The jukebox blares out a U2 song. I realise that I know the name of every person in the pub, young and old. I know where they live, who they’re married to, sleeping with, in debt to, in lust with. And they know about me.
‘People don’t like her. I think she’s pretty but Mammy thinks she’s cheap.’
I think of Sheila naked in my car, her smooth limbs, handfuls of her hair in my fists. She whispers in my ear what she wants. Tells me how many lovers she’s had. Less than I’d have guessed, far less than I’ve had.
‘What do you think cheap means, Una?’ I shouldn’t ask a small girl this. I’m definitely drunk.

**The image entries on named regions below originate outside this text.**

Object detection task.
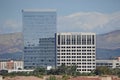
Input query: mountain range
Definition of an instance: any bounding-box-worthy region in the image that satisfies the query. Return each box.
[0,30,120,59]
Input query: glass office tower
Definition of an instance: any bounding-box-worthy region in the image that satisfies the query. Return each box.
[22,9,56,69]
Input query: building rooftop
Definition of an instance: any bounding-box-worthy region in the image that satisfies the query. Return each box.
[22,9,56,12]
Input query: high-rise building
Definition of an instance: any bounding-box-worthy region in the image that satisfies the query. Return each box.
[56,33,96,73]
[22,9,56,69]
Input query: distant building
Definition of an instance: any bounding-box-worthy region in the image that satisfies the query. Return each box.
[0,60,23,70]
[96,57,120,68]
[22,9,56,69]
[56,33,96,73]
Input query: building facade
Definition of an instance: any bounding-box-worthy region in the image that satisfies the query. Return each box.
[22,9,56,69]
[96,57,120,68]
[56,33,96,73]
[0,60,24,70]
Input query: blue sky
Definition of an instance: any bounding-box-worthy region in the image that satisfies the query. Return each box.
[0,0,120,34]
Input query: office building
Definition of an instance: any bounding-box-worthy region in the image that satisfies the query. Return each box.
[56,33,96,73]
[96,57,120,68]
[0,60,24,70]
[22,9,56,69]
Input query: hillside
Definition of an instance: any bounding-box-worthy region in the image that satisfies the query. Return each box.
[96,30,120,49]
[0,30,120,59]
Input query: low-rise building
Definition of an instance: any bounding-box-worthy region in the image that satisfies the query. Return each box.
[56,32,96,73]
[96,57,120,68]
[0,60,23,70]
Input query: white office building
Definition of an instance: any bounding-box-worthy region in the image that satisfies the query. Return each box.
[56,33,96,73]
[96,57,120,68]
[22,9,57,69]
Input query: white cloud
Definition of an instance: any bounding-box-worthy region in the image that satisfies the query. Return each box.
[58,12,120,33]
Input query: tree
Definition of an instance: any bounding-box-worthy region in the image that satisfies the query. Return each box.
[33,67,46,75]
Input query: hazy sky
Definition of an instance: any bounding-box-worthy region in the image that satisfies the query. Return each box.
[0,0,120,34]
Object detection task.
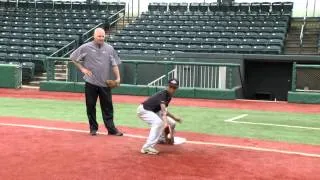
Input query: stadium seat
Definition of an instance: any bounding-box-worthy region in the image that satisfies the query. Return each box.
[238,45,252,54]
[209,2,220,12]
[272,2,282,13]
[20,53,34,62]
[189,3,200,12]
[261,2,271,13]
[159,2,168,12]
[282,2,293,15]
[264,46,281,54]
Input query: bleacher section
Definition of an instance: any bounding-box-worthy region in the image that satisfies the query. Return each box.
[318,34,320,54]
[108,2,293,55]
[0,0,125,81]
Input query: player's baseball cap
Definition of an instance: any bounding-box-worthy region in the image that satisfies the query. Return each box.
[168,78,179,88]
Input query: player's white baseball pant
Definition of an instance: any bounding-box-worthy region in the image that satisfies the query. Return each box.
[137,105,175,148]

‘That she’s a slut. That she’s kissed loads of boys.’
‘Do you know Sheila?’
‘She’s helped me in the toilet when Daddy was too… when I was smaller. She buys me crisps and orange sometimes. And she knows some good jokes.’
She’s the only woman I’ve been with who laughs with pleasure when she makes love.
‘Do you love her?’ Una asks me. She’s not smirking or using her false laugh. ‘Do you love her the way people love each other on TV?’
I don’t need to ask her what she means and I know she’s not talking about sex.
I stare at Sheila’s tanned shoulders. ‘You’re a very clever girl, Una. What do you want to be when you grow up?’
‘I’d like to work in a supermarket, like Sheila and Mammy. Or I might be a vet.’
‘Sheila’s studying at night. She wants to work in an office. You should go to college, Una. Get away from here and see a bit of life. You’re smart enough.’
Sheila catches my eye and stares back at me.
‘Am I? I don’t know if I want to leave Mammy and Daddy. If I worked in a shop I could live at home.’
Sheila walks over to where we’re sitting.
‘Hi, Una. You’re up late again. Want a drink?’
Una smiles broadly at Sheila but shakes her head no.
‘Is Conor annoying you?’ Sheila asks her.
‘No. He was telling me how pretty you are.’
Sheila grins at Una. ‘You are scary for your age, little girl.’
Una sits bolt upright then scrambles off the seat.
Her father has moved towards the door. She opens it and as soon as she’s certain her parents are leaving she bolts out into the darkness.
‘You think I’ll be like him?’
Sheila sips her orange juice. ‘Is that what this is all about?’
I shrug, finish off my pint. The stout feels heavy in my stomach.
She takes something out of her handbag, hands it to me.
‘I can’t do it on my own,’ she says. ‘You promised if it ever happened… You have to decide before it’s too late.’
The black-and-white scan I hold is a coded message, a test. A peek into one of my possible future worlds. I can’t make out any familiar shapes. My eyes are watery, smoke-stung.
‘Are you crying?’ she asks in a gentle voice.
I try hard to see my future. I can only see hers.